We've looked at the execution plan, and it consists of many lookups on related tables to ensure no foreign keys would trip up the delete, but we've verified that none of those other tables have any rows referring to that particular row.
There is no other user connected to the database at this time.
We've run DBCC CHECKDB against it, and it reports 0 errors.
Looking at the results of sp_who and sp_lock while the query is hanging, I notice that my spid has plenty of PAG and KEY locks, as well as the occasional TAB lock.
The table has 1.777.621 rows, and yes, pk is the primary key, so it's a single row delete based on index. There is no table scan in the execution plan, though I notice that it contains something that says Table Spool (Eager Spool), but says Estimated number of rows 1. Can this actually be a table-scan in disguise? It only says it looks at the primary key column.
Tried DBCC DBREINDEX and UPDATE STATISTICS on the table. Both completed within reasonable time.
There is unfortunately a high number of indexes on this particular table. It is the core table in our system, with plenty of columns, and references, both outgoing and incoming. The exact number is 48 indexes + the primary key clustered index.
What else should we look at?
Note also that this table did not have this problem before, this problem occured suddently today. We also have many databases with the same table setup (copies of customer databases), and they behave as expected, it's just this one that is problematic.
One piece of information missing is the number of indices on the table you are deleting the data from. As SQL Server uses the Primary Key as a pointer in every index, any change to the primary index requires updating every index. Though, unless we are talking a high number, this shouldn't be an issue.
I am guessing, from your description, that this is a primary table in the database, referenced by many other tables in FK relationships. This would account for the large number of locks as it checks the rest of the tables for references. And, if you have cascading deletes turned on, this could lead to a delete in table a requiring checks several tables deep.

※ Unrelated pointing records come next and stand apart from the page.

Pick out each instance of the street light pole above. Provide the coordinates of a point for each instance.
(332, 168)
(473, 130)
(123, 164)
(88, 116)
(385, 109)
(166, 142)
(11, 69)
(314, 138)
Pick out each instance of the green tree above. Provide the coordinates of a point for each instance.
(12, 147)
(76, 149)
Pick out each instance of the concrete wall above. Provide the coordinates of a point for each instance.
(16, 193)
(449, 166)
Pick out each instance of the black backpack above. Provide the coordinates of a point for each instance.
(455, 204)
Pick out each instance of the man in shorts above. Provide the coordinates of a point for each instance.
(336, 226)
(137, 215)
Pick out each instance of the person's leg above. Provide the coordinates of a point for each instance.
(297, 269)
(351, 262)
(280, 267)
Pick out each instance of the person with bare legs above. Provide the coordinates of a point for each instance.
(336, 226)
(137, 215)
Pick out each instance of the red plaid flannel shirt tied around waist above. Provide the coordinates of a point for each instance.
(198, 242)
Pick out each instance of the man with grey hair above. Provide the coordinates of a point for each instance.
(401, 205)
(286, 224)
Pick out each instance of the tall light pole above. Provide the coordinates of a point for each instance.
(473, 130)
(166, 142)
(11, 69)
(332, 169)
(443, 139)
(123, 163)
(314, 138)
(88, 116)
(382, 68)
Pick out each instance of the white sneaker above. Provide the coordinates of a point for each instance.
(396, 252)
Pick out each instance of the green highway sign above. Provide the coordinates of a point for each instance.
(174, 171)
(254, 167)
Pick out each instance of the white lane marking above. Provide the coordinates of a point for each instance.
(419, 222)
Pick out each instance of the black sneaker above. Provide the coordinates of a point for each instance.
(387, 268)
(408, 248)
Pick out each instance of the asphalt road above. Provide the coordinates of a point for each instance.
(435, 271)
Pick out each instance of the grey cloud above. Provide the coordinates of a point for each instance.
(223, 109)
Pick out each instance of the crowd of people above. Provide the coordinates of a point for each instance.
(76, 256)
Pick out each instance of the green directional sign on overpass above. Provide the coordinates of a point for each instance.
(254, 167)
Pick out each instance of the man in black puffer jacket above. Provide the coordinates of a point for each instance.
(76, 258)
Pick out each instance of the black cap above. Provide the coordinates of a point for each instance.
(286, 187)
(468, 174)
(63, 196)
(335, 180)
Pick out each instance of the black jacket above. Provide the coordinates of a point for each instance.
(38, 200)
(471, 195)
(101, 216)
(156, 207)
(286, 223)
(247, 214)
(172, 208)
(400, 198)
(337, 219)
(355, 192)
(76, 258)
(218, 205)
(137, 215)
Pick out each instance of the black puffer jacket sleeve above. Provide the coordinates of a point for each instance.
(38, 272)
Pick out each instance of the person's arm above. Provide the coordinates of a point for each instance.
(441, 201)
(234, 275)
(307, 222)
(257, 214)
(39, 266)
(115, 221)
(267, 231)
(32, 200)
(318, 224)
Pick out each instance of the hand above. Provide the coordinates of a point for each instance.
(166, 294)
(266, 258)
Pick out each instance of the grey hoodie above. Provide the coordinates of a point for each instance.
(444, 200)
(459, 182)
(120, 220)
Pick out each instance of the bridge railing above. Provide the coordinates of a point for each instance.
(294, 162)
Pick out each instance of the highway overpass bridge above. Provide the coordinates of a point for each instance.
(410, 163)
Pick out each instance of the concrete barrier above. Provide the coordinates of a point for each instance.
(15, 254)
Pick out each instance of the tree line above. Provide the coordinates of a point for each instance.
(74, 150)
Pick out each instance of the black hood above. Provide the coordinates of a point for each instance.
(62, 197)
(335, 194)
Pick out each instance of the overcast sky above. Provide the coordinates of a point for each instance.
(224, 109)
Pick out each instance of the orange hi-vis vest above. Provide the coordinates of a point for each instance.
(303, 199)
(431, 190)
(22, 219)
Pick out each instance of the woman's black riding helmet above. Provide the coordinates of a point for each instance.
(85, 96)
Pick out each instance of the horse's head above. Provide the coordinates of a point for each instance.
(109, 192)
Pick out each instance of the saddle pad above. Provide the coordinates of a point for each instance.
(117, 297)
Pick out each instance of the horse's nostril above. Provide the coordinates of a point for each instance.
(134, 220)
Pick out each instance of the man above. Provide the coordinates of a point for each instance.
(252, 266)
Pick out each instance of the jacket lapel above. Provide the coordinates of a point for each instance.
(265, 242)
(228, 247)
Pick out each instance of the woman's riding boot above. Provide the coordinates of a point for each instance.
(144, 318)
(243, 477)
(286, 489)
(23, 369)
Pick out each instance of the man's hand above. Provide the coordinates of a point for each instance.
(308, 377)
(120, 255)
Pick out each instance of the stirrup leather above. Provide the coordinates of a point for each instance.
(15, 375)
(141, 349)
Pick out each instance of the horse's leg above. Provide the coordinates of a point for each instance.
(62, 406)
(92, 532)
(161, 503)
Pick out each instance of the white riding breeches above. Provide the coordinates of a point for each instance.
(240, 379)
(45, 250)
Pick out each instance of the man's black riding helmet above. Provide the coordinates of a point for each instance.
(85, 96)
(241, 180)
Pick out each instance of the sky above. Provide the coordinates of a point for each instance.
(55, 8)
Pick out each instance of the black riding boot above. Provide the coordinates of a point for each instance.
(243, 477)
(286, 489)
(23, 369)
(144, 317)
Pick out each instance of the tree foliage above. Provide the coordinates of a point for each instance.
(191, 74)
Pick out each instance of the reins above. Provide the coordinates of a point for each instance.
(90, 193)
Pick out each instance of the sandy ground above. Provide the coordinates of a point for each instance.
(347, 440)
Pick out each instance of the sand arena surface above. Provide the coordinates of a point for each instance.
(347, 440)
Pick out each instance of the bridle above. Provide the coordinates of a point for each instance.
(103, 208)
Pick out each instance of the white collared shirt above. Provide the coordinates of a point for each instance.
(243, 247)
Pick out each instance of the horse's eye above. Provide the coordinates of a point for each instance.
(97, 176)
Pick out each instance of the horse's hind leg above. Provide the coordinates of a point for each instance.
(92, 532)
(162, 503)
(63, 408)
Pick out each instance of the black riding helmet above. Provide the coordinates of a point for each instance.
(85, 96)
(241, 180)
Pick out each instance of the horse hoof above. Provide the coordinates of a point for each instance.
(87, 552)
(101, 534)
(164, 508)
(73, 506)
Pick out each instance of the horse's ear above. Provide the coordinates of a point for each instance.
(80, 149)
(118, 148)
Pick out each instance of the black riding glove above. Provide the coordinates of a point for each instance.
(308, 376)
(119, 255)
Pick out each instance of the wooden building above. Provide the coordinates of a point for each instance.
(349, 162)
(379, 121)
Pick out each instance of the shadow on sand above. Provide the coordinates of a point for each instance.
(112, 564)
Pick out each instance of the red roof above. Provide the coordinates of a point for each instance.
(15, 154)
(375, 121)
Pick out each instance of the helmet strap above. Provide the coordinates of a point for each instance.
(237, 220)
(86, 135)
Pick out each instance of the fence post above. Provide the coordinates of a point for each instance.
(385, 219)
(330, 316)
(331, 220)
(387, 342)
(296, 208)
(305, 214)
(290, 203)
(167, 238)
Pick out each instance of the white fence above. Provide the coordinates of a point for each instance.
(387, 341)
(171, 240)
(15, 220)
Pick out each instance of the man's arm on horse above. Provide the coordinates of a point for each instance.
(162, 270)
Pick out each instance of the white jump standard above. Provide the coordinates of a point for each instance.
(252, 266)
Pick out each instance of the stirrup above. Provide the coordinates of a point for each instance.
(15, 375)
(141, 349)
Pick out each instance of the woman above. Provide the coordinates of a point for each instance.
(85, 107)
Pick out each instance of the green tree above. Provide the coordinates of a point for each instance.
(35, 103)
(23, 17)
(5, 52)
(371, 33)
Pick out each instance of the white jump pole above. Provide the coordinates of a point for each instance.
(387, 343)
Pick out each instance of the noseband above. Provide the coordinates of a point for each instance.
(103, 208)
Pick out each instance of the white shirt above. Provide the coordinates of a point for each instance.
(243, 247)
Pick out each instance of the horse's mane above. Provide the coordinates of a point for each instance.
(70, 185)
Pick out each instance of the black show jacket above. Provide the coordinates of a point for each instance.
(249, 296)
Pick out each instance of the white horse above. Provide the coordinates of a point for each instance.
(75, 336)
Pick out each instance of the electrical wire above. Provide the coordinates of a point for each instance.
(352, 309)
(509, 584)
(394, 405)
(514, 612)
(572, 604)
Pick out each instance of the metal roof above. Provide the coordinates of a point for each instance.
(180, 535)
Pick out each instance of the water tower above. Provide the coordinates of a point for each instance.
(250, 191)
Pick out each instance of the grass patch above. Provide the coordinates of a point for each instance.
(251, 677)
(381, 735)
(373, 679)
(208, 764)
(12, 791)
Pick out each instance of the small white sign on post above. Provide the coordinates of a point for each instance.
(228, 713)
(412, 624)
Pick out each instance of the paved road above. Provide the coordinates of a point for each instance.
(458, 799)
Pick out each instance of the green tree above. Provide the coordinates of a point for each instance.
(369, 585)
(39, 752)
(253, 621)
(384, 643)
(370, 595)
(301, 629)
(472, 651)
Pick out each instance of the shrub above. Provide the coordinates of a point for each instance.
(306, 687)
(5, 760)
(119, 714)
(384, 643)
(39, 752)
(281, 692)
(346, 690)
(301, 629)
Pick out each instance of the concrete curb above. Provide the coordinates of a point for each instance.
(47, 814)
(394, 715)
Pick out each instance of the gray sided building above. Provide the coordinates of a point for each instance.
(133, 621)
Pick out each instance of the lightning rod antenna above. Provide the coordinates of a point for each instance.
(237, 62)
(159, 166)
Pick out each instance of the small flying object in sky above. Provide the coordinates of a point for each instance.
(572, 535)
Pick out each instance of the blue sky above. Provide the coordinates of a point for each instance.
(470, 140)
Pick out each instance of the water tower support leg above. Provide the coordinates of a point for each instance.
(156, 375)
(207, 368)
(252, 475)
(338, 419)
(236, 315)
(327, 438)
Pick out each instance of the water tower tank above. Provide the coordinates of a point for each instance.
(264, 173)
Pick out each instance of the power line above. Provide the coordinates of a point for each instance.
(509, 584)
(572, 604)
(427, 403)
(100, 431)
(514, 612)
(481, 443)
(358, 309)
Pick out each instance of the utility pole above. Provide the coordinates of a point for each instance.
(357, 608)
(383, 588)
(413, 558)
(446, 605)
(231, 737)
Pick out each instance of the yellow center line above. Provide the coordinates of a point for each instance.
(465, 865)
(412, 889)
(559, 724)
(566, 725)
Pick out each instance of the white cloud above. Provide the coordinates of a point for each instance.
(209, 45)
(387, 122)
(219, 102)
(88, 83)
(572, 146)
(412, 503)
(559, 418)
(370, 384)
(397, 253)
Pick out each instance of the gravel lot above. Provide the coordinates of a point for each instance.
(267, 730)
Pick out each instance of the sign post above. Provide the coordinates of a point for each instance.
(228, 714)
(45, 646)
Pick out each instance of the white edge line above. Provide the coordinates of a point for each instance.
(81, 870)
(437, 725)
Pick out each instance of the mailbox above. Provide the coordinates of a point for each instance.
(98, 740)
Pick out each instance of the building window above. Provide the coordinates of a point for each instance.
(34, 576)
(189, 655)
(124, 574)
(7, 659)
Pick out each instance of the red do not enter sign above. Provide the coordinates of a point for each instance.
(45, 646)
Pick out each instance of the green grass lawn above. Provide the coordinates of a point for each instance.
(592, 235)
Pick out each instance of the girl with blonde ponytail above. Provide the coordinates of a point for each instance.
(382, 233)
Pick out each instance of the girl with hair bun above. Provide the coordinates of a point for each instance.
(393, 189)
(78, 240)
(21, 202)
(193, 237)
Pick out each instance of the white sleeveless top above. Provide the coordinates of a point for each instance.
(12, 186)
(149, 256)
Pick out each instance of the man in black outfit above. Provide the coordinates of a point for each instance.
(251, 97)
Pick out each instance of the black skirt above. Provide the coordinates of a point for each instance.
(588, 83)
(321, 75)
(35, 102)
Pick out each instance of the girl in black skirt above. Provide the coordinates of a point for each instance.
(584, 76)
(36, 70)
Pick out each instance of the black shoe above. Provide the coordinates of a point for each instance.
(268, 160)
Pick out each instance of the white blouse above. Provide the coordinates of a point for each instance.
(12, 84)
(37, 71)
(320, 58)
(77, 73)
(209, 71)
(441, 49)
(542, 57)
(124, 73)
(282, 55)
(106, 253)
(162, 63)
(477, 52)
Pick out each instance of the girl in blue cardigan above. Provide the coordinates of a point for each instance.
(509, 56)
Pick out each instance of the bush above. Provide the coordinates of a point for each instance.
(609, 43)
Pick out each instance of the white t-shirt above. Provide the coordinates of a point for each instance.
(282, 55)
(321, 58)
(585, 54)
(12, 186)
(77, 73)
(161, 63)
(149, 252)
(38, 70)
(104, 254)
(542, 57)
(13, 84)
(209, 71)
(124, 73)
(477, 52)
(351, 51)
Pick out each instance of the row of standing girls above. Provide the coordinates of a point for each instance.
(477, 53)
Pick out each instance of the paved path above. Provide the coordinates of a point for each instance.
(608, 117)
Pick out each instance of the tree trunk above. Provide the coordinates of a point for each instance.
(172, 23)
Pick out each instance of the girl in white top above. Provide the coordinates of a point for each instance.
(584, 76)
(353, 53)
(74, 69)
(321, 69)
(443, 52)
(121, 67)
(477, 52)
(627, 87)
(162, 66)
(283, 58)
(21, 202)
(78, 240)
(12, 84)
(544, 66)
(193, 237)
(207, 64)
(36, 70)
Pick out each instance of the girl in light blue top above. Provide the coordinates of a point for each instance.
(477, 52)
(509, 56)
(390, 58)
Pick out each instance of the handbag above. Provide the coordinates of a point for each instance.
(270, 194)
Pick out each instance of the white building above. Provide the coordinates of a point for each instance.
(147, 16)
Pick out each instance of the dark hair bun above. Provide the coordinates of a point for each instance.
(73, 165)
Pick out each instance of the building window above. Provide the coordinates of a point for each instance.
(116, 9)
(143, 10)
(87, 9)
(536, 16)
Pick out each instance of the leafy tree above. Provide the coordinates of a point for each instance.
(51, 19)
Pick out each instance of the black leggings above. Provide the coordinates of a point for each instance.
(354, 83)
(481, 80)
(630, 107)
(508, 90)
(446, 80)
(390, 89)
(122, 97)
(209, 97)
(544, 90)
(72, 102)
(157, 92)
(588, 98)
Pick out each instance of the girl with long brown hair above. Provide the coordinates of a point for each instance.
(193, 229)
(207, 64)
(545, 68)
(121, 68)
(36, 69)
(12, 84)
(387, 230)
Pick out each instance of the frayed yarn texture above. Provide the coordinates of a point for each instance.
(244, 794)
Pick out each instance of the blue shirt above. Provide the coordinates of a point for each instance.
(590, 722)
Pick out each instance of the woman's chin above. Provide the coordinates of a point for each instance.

Try recreating the index on that table, and try regenerating the statistics.
DBCC REINDEX
UPDATE STATISTICS
Ok, this is embarrasing.
A collegue had added a trigger to that table a while ago, and the trigger had a bug. Although he had fixed the bug, the trigger had never been recreated for that table.
So the server was actually doing nothing, it just did it a huge number of times.
Oh well...
Thanks for the eyeballs to everyone who read this and pondered the problem.
I'm going to accept Josef's answer, as his was the closest, and indirectly thouched upon the issue with the cascading deletes.